Say, who wrote this code? I’ll need to find them and give them a piece of my mind. git blame can tell us who, exactly, is responsible for this mess.

It was me all along

Egads! It was me all along!

This bug is no longer in portable-atomic-util. I filed a PR which has now been merged, and the versions of portable-atomic-util with that bug have been yanked from

To come full-circle, let’s see if our tests work with the newest version of portable-atomic-util.

$ wasm-pack test --node --no-default-features --features portable-atomic
<snip: tests succeed>


Parting Shots

So, what’s my conclusion? What did we learn from this little escapade?

I’d like to bring your attention to the source of the original soundness bug.

pub fn as_ptr(&self) -> *const T {
    // Get the raw pointer.
    let ptr = self.shared.as_ptr() as *mut u8;

    // Add the size of the header so that it points to the value.
    let new_ptr = strict::map_addr(ptr, |addr| addr + mem::size_of::<Header>());

    // Cast the pointer to the correct type.
    strict::with_metadata_of(new_ptr, self.shared.as_ptr() as *mut T)

Eagle-eyed readers might have noticed that this code has no unsafe. Not even a line. Sure, it does some risky pointer math, but that’s considered safe in Rust.

Also, keep in mind that concurrent-queue had no bugs introduced either. It just changed the alignment of a structure from 8 to 128. That can be done in safe Rust; hell, it isn’t even a minor change according to SemVer.

Here is the actual unsafe code that caused this unsoundness.

fn try_inner(&self) -> Option<&Inner<T>> {
    let inner = self.inner.load(Ordering::Acquire);
    unsafe { inner.as_ref() }

It’s not unsound; it’s not even incorrect.
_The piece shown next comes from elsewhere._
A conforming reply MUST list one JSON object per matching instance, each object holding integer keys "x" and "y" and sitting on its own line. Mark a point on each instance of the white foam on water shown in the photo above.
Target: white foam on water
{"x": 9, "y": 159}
This code was checked, audited and did everything that it was supposed to do. It was a combination of two pieces of 100% safe code from another crate that caused this bug to happen.

When I begun this article, I talked about how you need to check your unsafe code. What I wanted to prove is that you can’t just check your unsafe code. You need to check each and every line of safe code too. Safety is non-local, and a bug in safe code can easily cause unsound behavior in your unsafe code if you’re not careful.

For me, I’m going to be extra careful when I write new unsafe logic. I advise that you do the same.